Selection criteria: 

Randomised and quasi-randomised controlled trials.

Single-blind, double-blind, or unblinded studies were eligible for inclusion.

Data collection and analysis: 

We followed standard methodological procedures expected by Cochrane. Two review authors independently selected trials for inclusion and extracted the relevant data. The primary outcomes of interest were: proportion of individuals experiencing seizures, and time to first seizure post randomisation. Secondary outcomes included: seizure freedom, number of withdrawals, side effects, number of people seizure free with short or long durations of treatment, quality of life, therapy costs, hospitalisations, and mortality.

We used an intention-to-treat analysis for the primary analysis. We calculated odds ratio (OR) for dichotomous data (proportion of individuals who experienced seizures, were seizure free for a specific time period (12 or 24 months), withdrew from treatment, developed drug-related side effects or complications, were seizure-free with each treatment policy, mortality), and planned to use mean difference (MD) for continuous data, if any continuous data were identified (quality of life, cost of treatment). We intended to evaluate time to first seizure after randomisation by calculating hazard ratios (HRs). We assessed precision using 95% confidence intervals (CIs). We stratified the analysis by treatment comparison. We also considered the duration of drug usage, co-medications, and the length of follow-up.

Main results: 

We did not find any trials that investigated the role of AEDs in preventing seizures among people with neurocysticercosis, presenting with symptoms other than seizures.

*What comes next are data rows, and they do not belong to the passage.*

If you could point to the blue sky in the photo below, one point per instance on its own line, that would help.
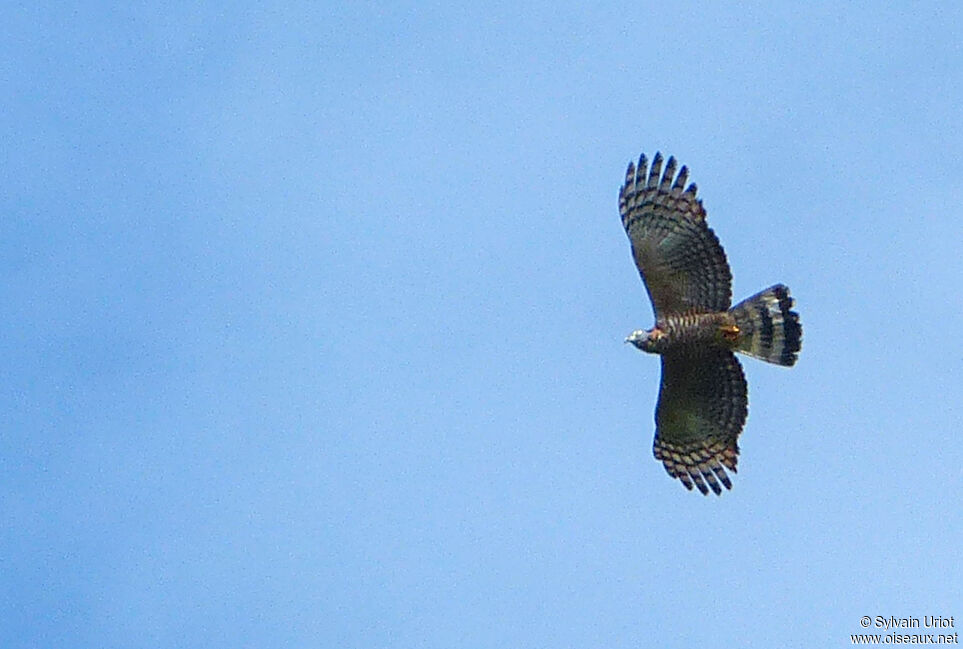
(313, 320)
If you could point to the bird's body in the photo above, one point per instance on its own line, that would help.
(703, 397)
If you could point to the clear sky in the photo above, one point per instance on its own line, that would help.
(313, 318)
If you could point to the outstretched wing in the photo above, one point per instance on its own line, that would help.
(702, 408)
(679, 257)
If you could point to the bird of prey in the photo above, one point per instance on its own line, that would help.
(702, 397)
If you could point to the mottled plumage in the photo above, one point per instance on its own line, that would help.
(703, 395)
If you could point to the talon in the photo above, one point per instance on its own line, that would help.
(730, 333)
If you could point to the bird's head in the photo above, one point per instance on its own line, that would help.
(645, 340)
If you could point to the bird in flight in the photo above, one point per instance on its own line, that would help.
(702, 396)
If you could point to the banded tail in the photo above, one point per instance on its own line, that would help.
(768, 328)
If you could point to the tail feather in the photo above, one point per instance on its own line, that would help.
(768, 327)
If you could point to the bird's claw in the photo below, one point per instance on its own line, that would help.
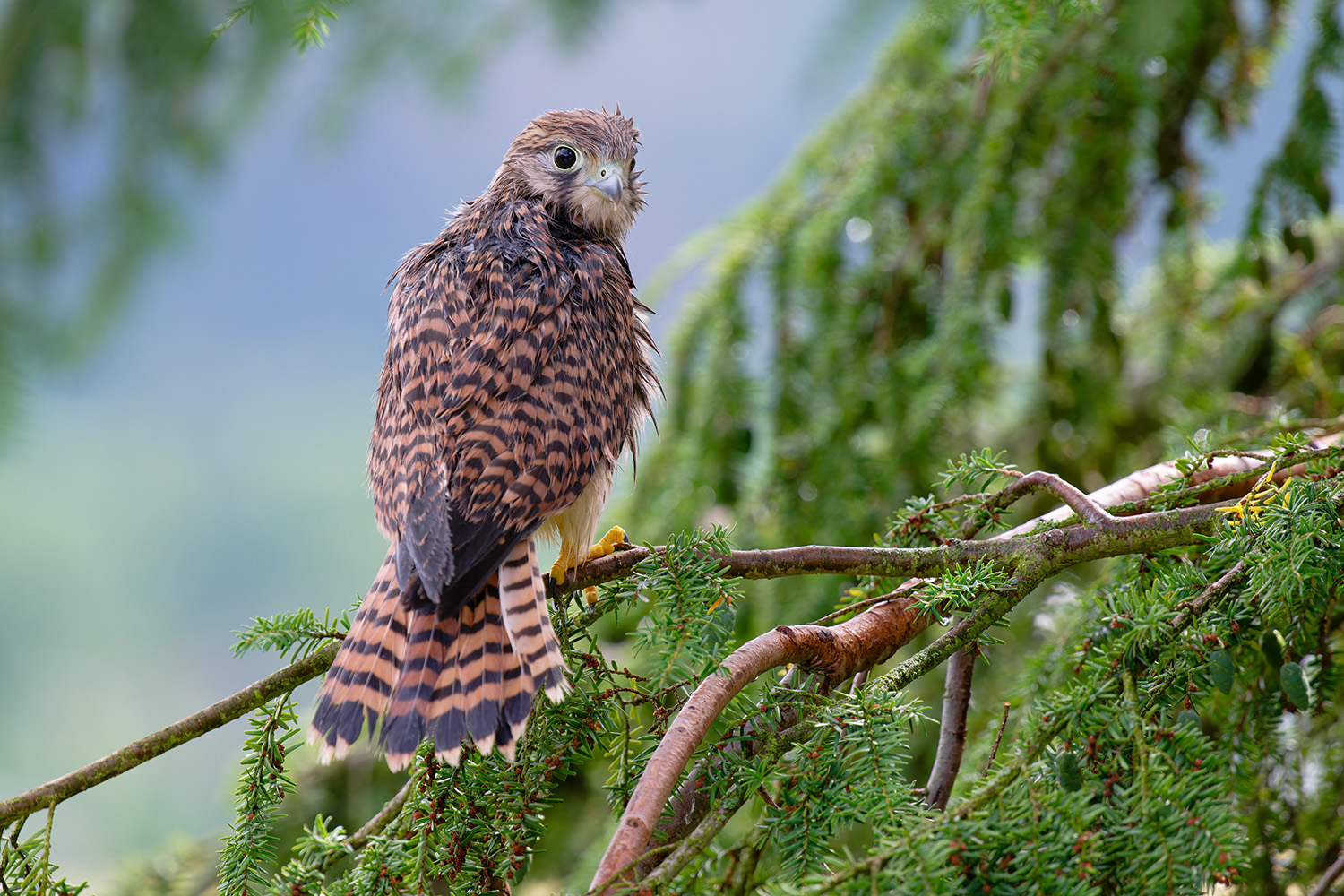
(609, 544)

We did not find any trials that directly compared individual AEDs for primary prevention in people with neurocysticercosis.

We included four trials that evaluated the efficacy of short-term versus longer-term AED treatment for people with solitary neurocysticercosis (identified on computed tomography (CT) scan) who presented with seizures. In total, 466 people were enrolled. These studies compared AED treatment durations of 6, 12, and 24 months.

The risk of seizure recurrence with six months of treatment compared with 12 to 24 months of treatment was inconclusive (odds ratio (OR) 1.34, 95% confidence interval (CI) 0.73 to 2.47; three studies, 360 participants; low-certainty evidence). The risk of seizure recurrence with six to 12 months of treatment compared with 24 months of treatment was inconclusive (OR 1.36, 95% CI 0.72 to 2.57; three studies, 385 participants; very low-certainty evidence).

Two studies compared seizure recurrence with CT findings, and suggested that persistent and calcified lesions had a higher recurrence risk, and suggest longer duration of treatment with AEDs. One study reported no side effects, while the rest did not comment on side effects of the drugs.

None of the studies addressed the quality of life of the participants. These studies had methodological deficiencies, such as small sample sizes, and a possibility of bias due to lack of blinding, which affect the results of the review.